It's a ballsy move, both in the scope of the makeover and the change it brings to Red Lobster's position in the market. The big question is whether Red Lobster's move to a tonier look will be a hit with today's penny-pinching customers.
The new Red Lobster look was created in response to customer research the company did several years back. When asked where they thought the chain was based, customers said, "Maine." In particular, Bar Harbor. So Red Lobster has recreated its entire look based on a sleek, lighthouse/nautical theme. Adirondack chairs sit outside for diners who await tables.
Gone are the cheesy old fishing nets and other corny nautical bric-a-brac of old. In its place are lighthouse-inspired lanterns that light a cosy interior of natural stone and wood -- think more like The Charthouse. Along with the luxe new interior comes a new, more streamlined lobster icon as well, compared with the classic, more realistic, 3-D lobster logo seen above.
In other words, it's good by sea-shanty town, hello Kennebunkport. You can see the differences in this company video:
A new menu completes the picture, with dishes such as maple-glazed salmon and shrimp, New England lobster rolls, and pecan-crusted jumbo shrimp. Entree prices on many new items are in the $18 range for dinner.
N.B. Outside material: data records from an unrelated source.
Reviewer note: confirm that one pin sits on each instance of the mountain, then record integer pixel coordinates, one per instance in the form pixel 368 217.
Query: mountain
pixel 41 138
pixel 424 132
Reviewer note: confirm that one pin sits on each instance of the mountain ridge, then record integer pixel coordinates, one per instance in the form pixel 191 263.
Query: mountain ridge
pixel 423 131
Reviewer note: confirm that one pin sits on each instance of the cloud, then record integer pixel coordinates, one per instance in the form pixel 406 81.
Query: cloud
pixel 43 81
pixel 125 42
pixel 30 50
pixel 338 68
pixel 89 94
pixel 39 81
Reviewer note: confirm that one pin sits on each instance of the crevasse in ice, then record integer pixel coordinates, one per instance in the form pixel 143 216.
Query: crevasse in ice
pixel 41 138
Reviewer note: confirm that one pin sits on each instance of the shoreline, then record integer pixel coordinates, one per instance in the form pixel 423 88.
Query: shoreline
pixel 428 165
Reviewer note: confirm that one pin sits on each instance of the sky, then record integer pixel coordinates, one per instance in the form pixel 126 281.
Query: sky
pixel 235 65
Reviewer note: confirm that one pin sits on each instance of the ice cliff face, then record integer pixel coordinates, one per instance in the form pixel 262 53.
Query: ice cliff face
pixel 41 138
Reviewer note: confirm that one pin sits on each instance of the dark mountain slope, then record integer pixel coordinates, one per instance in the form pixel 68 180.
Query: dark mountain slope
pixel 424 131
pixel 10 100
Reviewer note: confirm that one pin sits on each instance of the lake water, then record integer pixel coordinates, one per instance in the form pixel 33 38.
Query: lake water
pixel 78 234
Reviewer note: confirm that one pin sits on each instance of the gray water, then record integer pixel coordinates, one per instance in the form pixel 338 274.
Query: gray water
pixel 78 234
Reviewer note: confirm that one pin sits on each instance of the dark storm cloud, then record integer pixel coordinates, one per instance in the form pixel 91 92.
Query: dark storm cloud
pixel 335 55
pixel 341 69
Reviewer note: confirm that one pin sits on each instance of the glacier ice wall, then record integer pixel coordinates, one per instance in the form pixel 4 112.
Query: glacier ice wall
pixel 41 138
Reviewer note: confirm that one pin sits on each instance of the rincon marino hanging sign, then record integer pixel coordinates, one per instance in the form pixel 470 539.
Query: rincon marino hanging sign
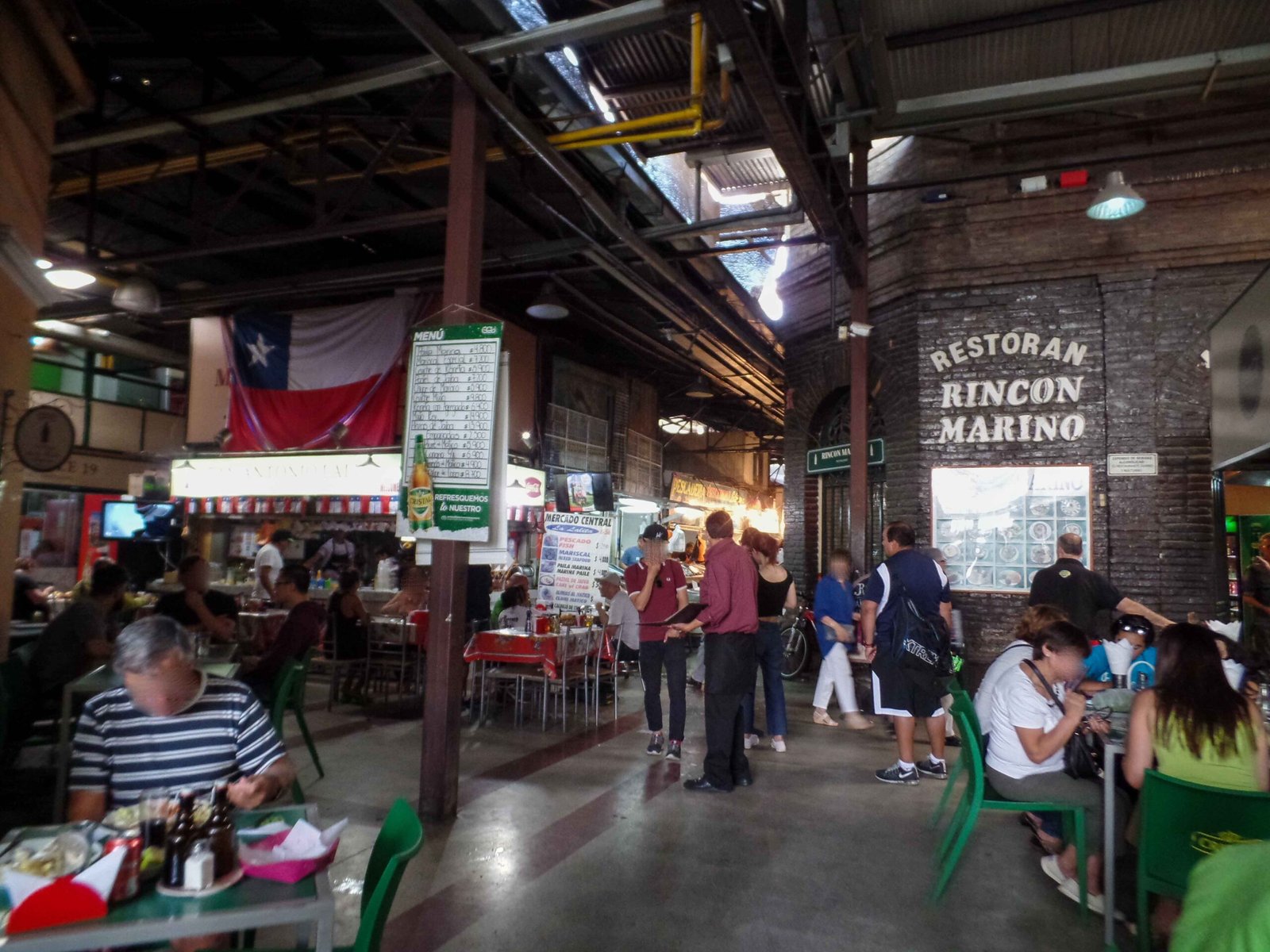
pixel 1035 409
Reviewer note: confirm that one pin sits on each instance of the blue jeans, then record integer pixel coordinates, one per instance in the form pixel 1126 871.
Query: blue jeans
pixel 770 654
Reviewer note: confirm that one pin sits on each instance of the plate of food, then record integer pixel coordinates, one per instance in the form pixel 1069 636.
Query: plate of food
pixel 42 850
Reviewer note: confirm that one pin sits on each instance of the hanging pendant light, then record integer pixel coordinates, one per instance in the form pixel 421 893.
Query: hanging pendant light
pixel 548 305
pixel 1115 200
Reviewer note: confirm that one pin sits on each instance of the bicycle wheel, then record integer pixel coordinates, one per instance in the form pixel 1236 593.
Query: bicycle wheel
pixel 795 651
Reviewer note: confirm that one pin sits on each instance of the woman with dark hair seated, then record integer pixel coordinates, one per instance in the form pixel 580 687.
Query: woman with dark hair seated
pixel 1194 727
pixel 1033 717
pixel 351 622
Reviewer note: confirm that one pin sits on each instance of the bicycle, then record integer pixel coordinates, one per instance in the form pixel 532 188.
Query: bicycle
pixel 797 638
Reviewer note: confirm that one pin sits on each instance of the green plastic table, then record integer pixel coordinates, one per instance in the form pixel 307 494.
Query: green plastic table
pixel 252 904
pixel 95 682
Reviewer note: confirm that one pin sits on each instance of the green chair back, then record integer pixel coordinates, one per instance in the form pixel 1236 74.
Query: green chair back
pixel 399 842
pixel 1183 823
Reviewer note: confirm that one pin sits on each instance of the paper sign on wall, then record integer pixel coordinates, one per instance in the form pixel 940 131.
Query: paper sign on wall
pixel 575 549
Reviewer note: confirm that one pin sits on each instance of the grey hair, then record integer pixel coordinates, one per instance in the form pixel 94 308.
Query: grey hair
pixel 143 645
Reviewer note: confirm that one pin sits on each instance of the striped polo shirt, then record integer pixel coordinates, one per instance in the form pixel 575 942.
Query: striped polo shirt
pixel 222 735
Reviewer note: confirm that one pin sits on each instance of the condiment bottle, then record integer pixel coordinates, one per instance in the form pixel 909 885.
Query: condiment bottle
pixel 179 842
pixel 220 831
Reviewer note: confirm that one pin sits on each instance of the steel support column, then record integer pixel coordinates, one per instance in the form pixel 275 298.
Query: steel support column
pixel 438 776
pixel 860 363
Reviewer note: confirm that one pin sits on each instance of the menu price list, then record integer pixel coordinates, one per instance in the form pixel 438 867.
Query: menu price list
pixel 575 551
pixel 452 397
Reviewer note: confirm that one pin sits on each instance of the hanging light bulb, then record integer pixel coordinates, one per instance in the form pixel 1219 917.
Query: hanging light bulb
pixel 1115 200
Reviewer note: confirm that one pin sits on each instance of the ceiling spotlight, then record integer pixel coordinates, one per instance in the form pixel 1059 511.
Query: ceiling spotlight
pixel 137 296
pixel 698 390
pixel 69 278
pixel 1115 200
pixel 548 305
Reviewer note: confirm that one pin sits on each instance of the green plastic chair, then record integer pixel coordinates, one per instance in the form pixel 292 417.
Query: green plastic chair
pixel 399 842
pixel 978 797
pixel 960 701
pixel 1181 824
pixel 291 693
pixel 283 687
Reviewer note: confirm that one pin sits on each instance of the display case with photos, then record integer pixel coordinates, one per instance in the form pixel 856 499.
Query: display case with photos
pixel 1000 524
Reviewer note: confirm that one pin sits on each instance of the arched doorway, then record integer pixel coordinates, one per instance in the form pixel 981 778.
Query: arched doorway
pixel 829 427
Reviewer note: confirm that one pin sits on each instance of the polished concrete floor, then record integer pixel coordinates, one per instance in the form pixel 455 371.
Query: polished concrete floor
pixel 582 842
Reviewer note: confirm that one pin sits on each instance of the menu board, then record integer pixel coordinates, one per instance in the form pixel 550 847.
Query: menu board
pixel 1000 524
pixel 575 549
pixel 451 403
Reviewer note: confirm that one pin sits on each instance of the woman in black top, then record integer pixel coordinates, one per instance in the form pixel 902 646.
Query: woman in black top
pixel 349 621
pixel 776 594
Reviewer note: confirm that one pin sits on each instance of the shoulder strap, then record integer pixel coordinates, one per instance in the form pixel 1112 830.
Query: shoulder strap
pixel 1041 677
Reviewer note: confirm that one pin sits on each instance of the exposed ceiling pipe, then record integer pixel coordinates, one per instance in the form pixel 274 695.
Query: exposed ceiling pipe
pixel 103 342
pixel 471 73
pixel 634 16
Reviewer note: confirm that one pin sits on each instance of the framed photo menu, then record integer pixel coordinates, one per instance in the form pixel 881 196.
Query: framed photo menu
pixel 999 524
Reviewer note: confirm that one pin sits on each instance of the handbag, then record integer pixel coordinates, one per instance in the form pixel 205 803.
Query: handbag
pixel 1080 758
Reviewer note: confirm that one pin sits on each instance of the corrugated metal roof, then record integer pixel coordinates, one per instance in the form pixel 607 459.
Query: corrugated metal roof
pixel 1103 41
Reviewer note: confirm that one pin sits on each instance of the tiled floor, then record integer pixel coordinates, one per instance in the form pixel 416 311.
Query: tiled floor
pixel 582 842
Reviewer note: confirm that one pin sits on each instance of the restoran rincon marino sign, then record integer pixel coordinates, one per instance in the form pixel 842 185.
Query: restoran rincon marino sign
pixel 1037 409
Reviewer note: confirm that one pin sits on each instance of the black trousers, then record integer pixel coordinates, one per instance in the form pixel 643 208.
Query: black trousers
pixel 673 655
pixel 729 676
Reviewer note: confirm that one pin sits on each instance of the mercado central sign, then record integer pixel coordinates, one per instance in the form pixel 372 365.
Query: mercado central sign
pixel 1035 409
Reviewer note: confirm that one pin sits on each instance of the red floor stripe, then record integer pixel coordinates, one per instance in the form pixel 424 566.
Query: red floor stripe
pixel 444 916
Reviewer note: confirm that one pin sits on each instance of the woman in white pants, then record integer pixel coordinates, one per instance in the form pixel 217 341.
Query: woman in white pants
pixel 835 630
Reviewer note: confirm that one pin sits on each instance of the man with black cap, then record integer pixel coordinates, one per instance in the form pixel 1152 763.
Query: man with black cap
pixel 658 589
pixel 268 562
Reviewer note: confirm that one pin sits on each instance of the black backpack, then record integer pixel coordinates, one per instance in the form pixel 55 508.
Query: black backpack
pixel 920 641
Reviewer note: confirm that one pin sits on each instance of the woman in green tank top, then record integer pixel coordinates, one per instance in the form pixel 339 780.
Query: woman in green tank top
pixel 1194 727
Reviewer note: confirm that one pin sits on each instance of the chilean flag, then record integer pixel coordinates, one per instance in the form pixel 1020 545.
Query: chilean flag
pixel 298 376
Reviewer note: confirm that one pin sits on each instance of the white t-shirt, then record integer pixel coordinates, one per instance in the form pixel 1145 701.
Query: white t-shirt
pixel 624 615
pixel 679 541
pixel 1013 657
pixel 1016 704
pixel 271 556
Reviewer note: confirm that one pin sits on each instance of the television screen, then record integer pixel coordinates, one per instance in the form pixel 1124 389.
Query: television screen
pixel 137 520
pixel 584 493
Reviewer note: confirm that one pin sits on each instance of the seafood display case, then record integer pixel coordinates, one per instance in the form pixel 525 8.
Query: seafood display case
pixel 1000 524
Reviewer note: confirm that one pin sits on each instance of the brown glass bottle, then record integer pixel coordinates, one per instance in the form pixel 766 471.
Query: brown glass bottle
pixel 220 831
pixel 179 838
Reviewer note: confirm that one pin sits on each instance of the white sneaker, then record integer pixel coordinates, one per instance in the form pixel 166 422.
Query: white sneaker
pixel 1072 890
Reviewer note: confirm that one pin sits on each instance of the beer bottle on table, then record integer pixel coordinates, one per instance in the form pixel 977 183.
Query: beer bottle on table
pixel 220 831
pixel 179 839
pixel 419 498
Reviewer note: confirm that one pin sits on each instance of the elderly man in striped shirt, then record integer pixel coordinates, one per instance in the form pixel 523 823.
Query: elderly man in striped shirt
pixel 171 727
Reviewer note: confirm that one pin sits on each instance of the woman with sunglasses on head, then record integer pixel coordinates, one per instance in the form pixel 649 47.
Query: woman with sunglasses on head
pixel 1194 727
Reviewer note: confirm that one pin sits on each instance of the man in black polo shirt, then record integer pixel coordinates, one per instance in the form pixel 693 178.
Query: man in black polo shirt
pixel 196 606
pixel 1081 593
pixel 899 693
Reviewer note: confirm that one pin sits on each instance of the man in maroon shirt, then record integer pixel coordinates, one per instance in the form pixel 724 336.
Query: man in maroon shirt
pixel 658 589
pixel 730 593
pixel 302 631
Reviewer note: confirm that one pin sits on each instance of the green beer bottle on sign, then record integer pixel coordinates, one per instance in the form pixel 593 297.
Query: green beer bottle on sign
pixel 419 498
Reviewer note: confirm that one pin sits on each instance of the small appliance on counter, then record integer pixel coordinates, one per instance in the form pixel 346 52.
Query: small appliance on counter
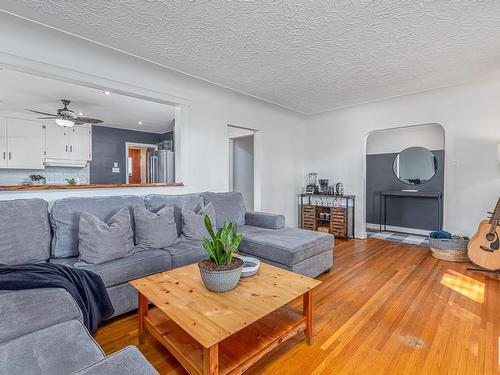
pixel 339 188
pixel 323 186
pixel 311 187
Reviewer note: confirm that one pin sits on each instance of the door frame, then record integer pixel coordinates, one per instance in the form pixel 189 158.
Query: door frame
pixel 134 144
pixel 257 167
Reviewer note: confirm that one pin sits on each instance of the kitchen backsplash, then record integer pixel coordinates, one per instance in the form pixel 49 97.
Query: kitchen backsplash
pixel 53 175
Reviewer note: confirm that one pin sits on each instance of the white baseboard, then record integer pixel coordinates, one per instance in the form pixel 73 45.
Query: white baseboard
pixel 391 228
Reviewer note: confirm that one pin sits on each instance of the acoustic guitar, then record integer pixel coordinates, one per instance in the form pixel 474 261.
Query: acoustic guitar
pixel 484 246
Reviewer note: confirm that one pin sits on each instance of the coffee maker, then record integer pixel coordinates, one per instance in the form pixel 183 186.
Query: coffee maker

Red Lobster plans to spend a hefty $350 million on the makeovers. The chain is slated to remodel nearly 200 stores a year. And the push comes at a time when many upscale chains are still suffering. While updating Red Lobster's look is a great idea that's long overdue, the move upscale seems counter-trend. Red Lobster thrived in the downturn at a midrange price, so it's a little odd that Red Lobster wants to mess with that success at such a tenuous time in the restaurant industry.
The company seems aware of customers' price sensitivity -- at the same time as the resort-style makeovers, it's introducing another set of menu items with lower prices, from $13-$17. The question is whether customers will understand what's happening, as the decor broadcasts "fine dining" and some menu items reflect that, while others say "bargain."
It can be a good thing to roll out a new look aggressively, to keep momentum going and achieve chain uniformity as fast as possible. But given the direction of this change, there's also some serious risk here. The combination of lower prices and pricier-looking surroundings may confuse diners.
Diners may just stay away because they think it'll be expensive. Some marketing magic will definitely be required to tie all these new initiatives up in a bow and help customers understand them.